In children, drug metabolism varies with age and maturation leading to differences in the drug distribution and clearance. The pharmacokinetic (PK) data are not consistently available in young children and variations in PK (between and within individuals) are frequently greater in children than in adults. New children formulations are needed to treat infants and very young children. Further research is a necessary step to reach scaling-up of paediatric ART in resource-poor settings.

The use of combination antiretroviral therapy (ART) has led to reduced morbidity and mortality caused by HIV infection. In every setting where ART has been used, death rates have dropped, as well as the incidence of hospitalizations and incidence of opportunistic infections even in children.

A broad range of resources for HIV/AIDS management exists in countries of the Asia-Pacific region; there is widespread access to antiretroviral therapy in some countries, however, in others access is extremely limited. For example, in Australia around 60% of people diagnosed with HIV are estimated to be receiving antiretroviral therapy, with over 80% of these people receiving three or more drugs (AHOD, 2000). In contrast, in many developing countries of the region the proportion of people with HIV who have received antiretroviral therapy is less than 1% (Dore & Cooper, 2001).

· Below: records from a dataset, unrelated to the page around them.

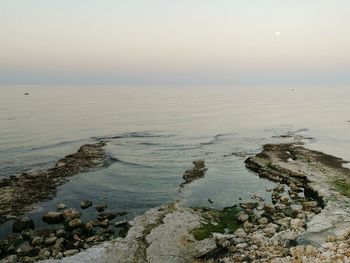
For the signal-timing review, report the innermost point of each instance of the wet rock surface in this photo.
(197, 172)
(69, 235)
(19, 193)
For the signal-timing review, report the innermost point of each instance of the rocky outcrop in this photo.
(322, 176)
(19, 193)
(160, 235)
(197, 172)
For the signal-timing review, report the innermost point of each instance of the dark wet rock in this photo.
(85, 204)
(104, 223)
(18, 194)
(50, 240)
(198, 171)
(23, 223)
(70, 214)
(36, 241)
(101, 208)
(70, 252)
(75, 223)
(60, 232)
(107, 215)
(61, 206)
(53, 217)
(121, 224)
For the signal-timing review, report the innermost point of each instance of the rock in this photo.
(61, 206)
(10, 259)
(121, 224)
(60, 232)
(104, 223)
(22, 224)
(198, 171)
(85, 204)
(284, 199)
(242, 217)
(70, 214)
(88, 227)
(240, 233)
(101, 208)
(75, 223)
(258, 239)
(53, 217)
(70, 252)
(36, 241)
(263, 221)
(106, 215)
(50, 240)
(308, 205)
(20, 193)
(310, 251)
(296, 223)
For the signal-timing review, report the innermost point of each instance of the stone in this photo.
(53, 217)
(284, 199)
(24, 223)
(70, 214)
(104, 223)
(85, 204)
(242, 217)
(50, 240)
(71, 252)
(310, 251)
(36, 241)
(121, 224)
(296, 223)
(240, 233)
(263, 221)
(101, 208)
(106, 215)
(61, 206)
(60, 232)
(75, 223)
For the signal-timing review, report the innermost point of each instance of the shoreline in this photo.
(305, 220)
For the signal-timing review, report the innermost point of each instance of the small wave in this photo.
(130, 135)
(131, 163)
(216, 138)
(54, 145)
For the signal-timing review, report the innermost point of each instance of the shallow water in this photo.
(156, 132)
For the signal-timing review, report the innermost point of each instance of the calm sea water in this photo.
(156, 133)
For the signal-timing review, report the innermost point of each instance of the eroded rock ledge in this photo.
(19, 193)
(308, 220)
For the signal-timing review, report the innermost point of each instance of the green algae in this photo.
(342, 186)
(223, 221)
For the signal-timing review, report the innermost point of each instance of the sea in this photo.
(154, 133)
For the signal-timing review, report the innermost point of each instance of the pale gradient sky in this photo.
(175, 42)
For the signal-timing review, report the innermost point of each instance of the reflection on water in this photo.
(155, 133)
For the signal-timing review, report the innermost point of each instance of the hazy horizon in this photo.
(174, 42)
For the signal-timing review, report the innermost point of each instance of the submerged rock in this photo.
(198, 171)
(19, 193)
(23, 223)
(85, 204)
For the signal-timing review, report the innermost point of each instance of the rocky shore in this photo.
(307, 219)
(19, 193)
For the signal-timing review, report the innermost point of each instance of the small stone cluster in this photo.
(70, 236)
(269, 231)
(198, 171)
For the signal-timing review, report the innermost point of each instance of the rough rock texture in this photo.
(320, 174)
(197, 172)
(19, 193)
(160, 235)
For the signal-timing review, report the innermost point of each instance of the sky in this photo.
(175, 41)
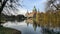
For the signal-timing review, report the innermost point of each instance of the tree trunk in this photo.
(2, 6)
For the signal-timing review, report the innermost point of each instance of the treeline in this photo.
(48, 18)
(11, 18)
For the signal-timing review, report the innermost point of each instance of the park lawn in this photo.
(4, 30)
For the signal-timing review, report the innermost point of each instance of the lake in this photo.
(30, 27)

However, access to antiretroviral therapy has improved in some countries in recent years and should continue to improve. Price reductions for most antiretroviral therapy agents have been considerable, generic products are increasingly employed, and a global fund has recently been established to provide funds for access to treatments for HIV, tuberculosis and malaria.

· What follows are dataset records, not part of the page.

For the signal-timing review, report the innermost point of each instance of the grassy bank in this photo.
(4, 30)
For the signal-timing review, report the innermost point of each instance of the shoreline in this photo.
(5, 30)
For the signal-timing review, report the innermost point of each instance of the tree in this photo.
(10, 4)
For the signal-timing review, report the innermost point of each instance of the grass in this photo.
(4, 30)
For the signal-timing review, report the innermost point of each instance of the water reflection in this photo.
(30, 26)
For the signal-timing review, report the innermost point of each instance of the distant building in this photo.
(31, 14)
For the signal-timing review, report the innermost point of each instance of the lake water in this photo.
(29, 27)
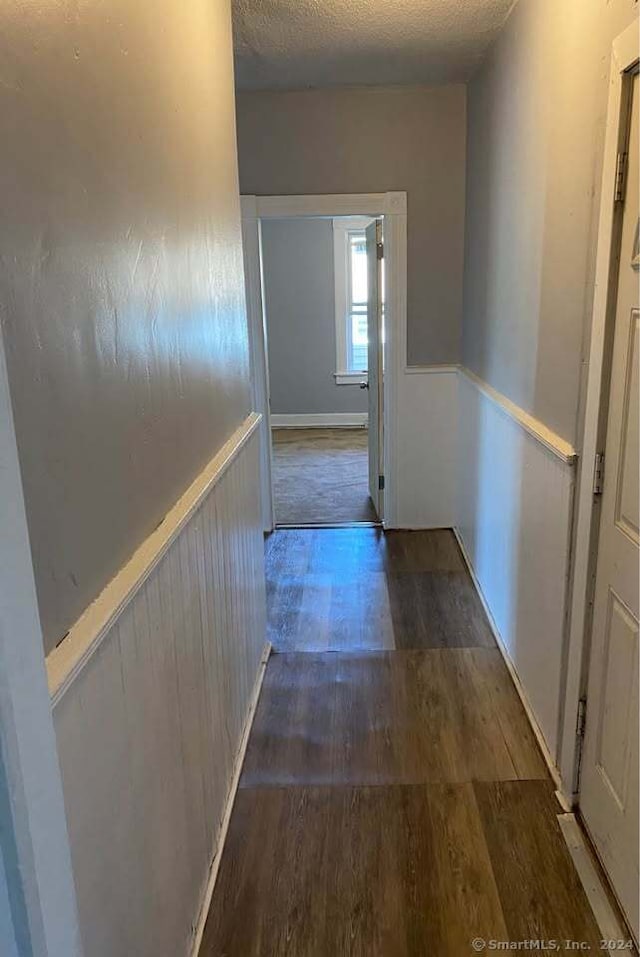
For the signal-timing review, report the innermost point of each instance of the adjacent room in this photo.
(315, 293)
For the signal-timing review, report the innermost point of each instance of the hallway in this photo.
(393, 799)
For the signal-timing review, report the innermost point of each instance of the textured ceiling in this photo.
(296, 44)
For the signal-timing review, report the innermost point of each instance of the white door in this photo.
(609, 779)
(375, 362)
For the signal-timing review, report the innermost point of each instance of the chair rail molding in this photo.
(153, 691)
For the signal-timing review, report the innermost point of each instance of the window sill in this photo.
(350, 378)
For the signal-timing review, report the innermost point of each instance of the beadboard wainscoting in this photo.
(153, 690)
(515, 499)
(424, 443)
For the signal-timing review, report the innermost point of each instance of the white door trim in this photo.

The impact of more widespread introduction of antiretroviral therapy for children in the Asia-Pacific region will depend on several factors. First, health care worker education in delivery and monitoring of antiretroviral therapy is required. Second, laboratory capacity needs to be developed for HIV diagnosis, staging and therapeutic monitoring. Third, evaluation of various therapeutic regimens will be required to assess safety and efficacy in different settings. Fourth, programmatic research will be crucial to the overall evaluation of the impact of antiretroviral therapy. The latter incorporates collection of clinical data on children receiving care for HIV/AIDS including markers of HIV disease progression and therapeutic uptake.

Currently, there is limited information relating demographic factors, markers of HIV disease stage and antiretroviral treatment choices in paediatric clinic sites in most countries of the Asia-Pacific region. Such data are important to inform the cycle of quality assurance required for continuing improvement of paediatric HIV medical care. There is also wide variation in the extent of systematic clinical data collection between countries and within countries among clinic sites. Several individual clinic sites in countries of the Asia-Pacific region are setting up computerised patient management systems which will collect clinical data including antiretroviral treatments during routine medical care of people with HIV. Other sites will require resources to establish similar mechanisms of clinical data collection.

To address similar questions in adults in the Asia-Pacific region, the TREAT Asia Network developed and implemented in 2003. TAHOD is a prospective multi-centre, observational study of patients with HIV that aims to assess the natural history of HIV disease in treated and untreated patients. TAHOD is currently comprised of 17 clinical sites in 13 countries and has enrolled over 3,000 patients, most of whom are receiving antiretroviral therapy.

TAHOD, and the similar Australian HIV Observational Database (AHOD) have shown collection and collation of a limited number of core data variables from different clinical sites is a feasible method for creating a useful HIV database

A similar project, the TREAT Asia Paediatrics HIV Observational Database (TApHOD) is designed to collect and collate clinical paediatric data from countries of the Asia-Pacific region.